Ever since Keena and the stunt she pulled went down, Audrey has been worried she was about to lose her job. Dylan and Austin both reassured her that her job is safe, but Momma still thinks there is something hiding in her eyes. I can’t say I disagree with her, there is something there, but I can’t quite put a finger on it either.
Glancing back at Dylan, I see he isn’t holding back his amusement of her abruptness. He’s shaking his head back and forth, as his shoulders bounce up and down with his laughter. “As I was about to say,” picking the socket up off the floor, tossing it to the lift holding the bike I’ve been working on. “I’m surprised by you wanting to get married, not by who you’ve chosen. Claire is awesome. I guess I figured you would live together and be one of those couples who never have the piece of paper between you.”
Dylan looks to where Audrey disappeared then back at me. “First off, I never want to have our Mother come to me and ask why I’m disrespecting Claire by not marrying her. Secondly, I love Claire too much not put a ring on her gorgeous finger, letting every other swinging dick know she’s mine.”

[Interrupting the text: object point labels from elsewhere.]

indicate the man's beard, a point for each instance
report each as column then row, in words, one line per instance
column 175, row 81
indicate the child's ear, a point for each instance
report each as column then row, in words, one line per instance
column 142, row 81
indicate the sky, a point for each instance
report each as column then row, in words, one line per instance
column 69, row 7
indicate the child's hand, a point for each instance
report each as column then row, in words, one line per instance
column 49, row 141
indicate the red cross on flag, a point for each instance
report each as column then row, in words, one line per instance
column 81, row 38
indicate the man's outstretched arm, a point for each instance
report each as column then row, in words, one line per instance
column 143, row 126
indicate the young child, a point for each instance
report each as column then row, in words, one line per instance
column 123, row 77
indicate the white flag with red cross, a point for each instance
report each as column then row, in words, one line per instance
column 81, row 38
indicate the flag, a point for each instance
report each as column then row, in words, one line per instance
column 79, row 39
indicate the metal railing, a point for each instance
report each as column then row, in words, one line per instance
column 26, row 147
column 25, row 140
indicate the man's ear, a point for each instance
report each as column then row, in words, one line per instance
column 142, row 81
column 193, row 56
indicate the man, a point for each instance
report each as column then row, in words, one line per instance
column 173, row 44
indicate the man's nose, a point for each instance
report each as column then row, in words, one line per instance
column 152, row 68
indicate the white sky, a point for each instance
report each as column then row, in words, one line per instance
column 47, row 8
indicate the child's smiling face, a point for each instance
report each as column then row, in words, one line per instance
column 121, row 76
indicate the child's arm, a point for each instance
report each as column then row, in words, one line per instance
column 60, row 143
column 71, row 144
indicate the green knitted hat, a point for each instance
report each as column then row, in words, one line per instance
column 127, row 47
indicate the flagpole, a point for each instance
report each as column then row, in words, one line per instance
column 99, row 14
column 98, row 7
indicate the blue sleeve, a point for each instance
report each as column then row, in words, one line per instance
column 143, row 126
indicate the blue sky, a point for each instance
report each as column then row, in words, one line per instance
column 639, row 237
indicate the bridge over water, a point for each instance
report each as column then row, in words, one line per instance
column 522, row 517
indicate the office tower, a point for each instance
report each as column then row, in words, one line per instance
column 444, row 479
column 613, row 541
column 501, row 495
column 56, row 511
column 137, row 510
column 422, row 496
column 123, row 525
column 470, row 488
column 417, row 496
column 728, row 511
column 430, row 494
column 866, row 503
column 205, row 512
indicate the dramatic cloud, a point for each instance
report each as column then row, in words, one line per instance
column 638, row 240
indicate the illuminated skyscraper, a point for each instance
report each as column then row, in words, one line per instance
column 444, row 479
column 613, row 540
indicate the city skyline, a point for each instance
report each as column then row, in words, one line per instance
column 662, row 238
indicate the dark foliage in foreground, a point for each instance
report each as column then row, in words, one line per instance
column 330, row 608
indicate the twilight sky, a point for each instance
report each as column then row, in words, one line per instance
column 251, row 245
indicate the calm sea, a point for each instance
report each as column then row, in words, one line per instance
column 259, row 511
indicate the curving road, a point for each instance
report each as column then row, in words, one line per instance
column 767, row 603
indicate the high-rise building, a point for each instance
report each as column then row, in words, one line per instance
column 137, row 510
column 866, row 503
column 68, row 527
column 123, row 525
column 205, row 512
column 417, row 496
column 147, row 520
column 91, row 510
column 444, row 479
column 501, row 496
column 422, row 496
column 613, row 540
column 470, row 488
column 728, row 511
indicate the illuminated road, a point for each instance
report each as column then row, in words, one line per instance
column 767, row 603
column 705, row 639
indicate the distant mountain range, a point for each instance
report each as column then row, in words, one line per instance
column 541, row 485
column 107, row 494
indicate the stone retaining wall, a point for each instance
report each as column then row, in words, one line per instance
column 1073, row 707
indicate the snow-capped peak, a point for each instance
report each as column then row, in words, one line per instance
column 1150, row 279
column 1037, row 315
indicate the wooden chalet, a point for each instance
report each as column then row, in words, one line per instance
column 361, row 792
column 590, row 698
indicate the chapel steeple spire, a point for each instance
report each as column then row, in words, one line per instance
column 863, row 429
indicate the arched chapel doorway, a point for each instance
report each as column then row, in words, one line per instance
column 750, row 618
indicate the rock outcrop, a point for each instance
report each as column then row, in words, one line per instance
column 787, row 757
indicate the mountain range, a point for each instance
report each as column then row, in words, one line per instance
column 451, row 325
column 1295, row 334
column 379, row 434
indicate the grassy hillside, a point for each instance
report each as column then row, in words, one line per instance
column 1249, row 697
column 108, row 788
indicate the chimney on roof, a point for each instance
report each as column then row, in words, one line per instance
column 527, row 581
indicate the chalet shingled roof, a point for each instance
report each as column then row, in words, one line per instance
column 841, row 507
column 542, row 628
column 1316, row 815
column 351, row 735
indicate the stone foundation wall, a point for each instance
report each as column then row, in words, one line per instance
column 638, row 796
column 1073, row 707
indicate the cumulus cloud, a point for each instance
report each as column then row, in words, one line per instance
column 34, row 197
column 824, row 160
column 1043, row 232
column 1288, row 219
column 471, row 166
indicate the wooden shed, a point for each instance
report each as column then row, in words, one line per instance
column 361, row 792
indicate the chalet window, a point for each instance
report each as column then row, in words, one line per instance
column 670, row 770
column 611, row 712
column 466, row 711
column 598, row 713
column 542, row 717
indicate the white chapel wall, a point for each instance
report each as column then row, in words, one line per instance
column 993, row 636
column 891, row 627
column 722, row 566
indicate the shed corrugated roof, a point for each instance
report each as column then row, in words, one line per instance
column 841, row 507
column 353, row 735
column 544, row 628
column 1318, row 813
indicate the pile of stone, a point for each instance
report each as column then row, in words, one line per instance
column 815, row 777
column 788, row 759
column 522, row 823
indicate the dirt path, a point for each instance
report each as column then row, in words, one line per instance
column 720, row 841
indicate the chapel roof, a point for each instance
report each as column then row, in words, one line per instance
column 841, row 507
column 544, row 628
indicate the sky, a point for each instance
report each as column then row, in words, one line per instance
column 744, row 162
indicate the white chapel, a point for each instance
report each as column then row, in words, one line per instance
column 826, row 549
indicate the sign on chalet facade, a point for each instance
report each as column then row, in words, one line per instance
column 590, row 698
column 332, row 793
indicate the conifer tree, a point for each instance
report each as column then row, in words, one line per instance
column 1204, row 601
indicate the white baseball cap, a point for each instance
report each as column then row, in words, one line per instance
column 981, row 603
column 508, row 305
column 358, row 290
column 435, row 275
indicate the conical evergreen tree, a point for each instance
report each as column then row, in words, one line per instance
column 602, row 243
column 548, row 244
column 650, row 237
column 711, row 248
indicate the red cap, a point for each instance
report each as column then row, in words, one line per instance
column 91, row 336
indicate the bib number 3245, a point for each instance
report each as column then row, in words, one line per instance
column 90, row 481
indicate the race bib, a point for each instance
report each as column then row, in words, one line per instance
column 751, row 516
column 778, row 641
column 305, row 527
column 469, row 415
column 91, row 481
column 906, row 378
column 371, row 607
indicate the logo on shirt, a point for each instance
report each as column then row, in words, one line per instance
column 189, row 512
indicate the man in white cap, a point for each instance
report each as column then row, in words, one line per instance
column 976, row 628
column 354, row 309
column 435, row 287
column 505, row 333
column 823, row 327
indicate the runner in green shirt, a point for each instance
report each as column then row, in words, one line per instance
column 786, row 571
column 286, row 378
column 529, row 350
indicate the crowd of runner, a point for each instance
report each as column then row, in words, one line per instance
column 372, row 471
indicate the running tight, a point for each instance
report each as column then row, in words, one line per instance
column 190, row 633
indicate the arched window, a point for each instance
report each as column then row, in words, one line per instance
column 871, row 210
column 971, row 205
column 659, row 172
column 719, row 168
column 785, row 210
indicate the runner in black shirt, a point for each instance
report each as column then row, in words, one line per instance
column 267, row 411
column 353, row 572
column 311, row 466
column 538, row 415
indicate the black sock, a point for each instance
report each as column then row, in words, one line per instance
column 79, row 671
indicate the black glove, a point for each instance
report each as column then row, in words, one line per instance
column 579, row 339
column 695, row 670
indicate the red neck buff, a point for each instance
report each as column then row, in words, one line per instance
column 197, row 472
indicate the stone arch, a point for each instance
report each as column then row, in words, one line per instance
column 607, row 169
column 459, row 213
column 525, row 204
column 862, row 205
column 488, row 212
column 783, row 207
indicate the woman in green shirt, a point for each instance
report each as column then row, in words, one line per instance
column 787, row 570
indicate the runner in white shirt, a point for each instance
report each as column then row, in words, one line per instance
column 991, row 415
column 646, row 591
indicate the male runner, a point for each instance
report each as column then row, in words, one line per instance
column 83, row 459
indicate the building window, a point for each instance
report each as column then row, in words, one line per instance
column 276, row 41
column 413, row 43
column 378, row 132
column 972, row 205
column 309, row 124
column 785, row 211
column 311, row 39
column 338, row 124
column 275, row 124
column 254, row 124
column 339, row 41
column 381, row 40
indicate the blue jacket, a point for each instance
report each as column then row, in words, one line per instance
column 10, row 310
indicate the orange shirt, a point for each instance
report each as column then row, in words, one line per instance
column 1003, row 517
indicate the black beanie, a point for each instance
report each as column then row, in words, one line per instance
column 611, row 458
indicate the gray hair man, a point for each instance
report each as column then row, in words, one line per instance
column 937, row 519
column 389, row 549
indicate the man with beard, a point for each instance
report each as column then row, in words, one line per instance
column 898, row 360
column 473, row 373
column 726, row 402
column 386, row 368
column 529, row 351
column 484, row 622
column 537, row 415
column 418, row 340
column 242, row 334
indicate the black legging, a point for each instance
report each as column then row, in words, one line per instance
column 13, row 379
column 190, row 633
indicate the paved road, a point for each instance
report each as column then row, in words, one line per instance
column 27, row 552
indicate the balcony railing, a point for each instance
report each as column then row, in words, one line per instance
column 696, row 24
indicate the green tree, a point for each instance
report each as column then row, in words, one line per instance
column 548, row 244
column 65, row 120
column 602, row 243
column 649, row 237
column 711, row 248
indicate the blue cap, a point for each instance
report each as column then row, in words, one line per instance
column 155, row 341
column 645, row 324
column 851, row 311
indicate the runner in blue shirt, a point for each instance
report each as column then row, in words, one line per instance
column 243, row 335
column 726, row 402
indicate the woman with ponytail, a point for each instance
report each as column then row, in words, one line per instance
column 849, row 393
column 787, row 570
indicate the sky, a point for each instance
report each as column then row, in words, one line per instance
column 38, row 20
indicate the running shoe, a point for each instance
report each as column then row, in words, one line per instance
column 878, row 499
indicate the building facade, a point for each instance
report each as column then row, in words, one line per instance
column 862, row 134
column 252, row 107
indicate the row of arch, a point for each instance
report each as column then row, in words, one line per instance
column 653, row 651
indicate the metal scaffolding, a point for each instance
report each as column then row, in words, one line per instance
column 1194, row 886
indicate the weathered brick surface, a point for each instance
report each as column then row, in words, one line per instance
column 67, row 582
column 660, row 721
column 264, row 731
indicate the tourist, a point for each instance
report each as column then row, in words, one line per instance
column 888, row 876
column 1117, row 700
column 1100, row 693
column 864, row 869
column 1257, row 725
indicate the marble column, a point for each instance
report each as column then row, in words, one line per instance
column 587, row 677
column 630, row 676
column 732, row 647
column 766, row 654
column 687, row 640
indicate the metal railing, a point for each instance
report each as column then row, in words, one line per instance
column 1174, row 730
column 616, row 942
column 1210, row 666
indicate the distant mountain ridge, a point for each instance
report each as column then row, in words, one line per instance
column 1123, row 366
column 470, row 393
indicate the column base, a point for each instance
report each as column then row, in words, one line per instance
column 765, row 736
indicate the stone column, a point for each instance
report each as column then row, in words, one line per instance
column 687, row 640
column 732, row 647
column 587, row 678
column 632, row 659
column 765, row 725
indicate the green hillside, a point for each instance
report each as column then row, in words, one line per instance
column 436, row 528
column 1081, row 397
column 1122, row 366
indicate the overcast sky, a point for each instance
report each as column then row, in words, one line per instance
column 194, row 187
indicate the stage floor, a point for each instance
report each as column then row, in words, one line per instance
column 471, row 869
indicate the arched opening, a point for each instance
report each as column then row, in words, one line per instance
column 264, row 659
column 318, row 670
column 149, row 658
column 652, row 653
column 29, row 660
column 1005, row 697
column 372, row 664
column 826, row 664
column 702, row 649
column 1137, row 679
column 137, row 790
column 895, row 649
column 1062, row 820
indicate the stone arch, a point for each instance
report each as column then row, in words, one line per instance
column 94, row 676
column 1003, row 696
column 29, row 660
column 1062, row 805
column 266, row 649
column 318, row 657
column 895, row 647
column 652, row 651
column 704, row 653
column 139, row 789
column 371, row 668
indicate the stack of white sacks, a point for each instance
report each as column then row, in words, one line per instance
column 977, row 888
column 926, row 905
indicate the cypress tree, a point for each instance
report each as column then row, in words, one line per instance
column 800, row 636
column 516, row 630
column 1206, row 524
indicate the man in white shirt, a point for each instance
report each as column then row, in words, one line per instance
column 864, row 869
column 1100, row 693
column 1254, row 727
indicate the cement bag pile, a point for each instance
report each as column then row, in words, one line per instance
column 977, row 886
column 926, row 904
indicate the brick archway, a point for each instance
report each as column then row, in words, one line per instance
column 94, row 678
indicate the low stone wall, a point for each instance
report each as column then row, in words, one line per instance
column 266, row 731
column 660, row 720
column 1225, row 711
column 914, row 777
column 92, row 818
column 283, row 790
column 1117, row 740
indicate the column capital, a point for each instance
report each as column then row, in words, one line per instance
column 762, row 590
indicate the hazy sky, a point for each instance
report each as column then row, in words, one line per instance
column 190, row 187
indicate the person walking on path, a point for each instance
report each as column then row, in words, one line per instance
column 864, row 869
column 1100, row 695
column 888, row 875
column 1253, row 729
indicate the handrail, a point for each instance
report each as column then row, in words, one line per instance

I raise my hands in surrender, “Hey, you don’t have to justify anything with me. I’ve wanted a wife and family my entire life.” Nearly every girl I’ve dated since I turned eighteen, and perhaps a few before, I’ve considered what it would be like to marry them. Some I was able to check off the list in minutes, while a few others took a little while longer to see the person behind the mask. My mother claimed I was a romantic at heart, covered in a tough exterior. She told me I would fall in love with a wish and a prayer, always with a ring and a church on standby. I guess I’m simple like that, convinced true love will always win out and conquer all, like the shit you read about in fairy tales. Maybe that’s what life really is to me, one long drawn out story of how the good ol’ boy from the south rides off into the sunset with his pretty country girl. Having a parade of girls visit my bed had never been something I set out to do, not like Dylan had. I wanted the closeness a relationship brought and the intimacy marriage can have.
“But there’s more…” I knew Dylan well, once he set his mind to something, he was all in. While I didn’t want to push him, I knew proposing wasn’t a decision he was wrestling with, something else was eating at him.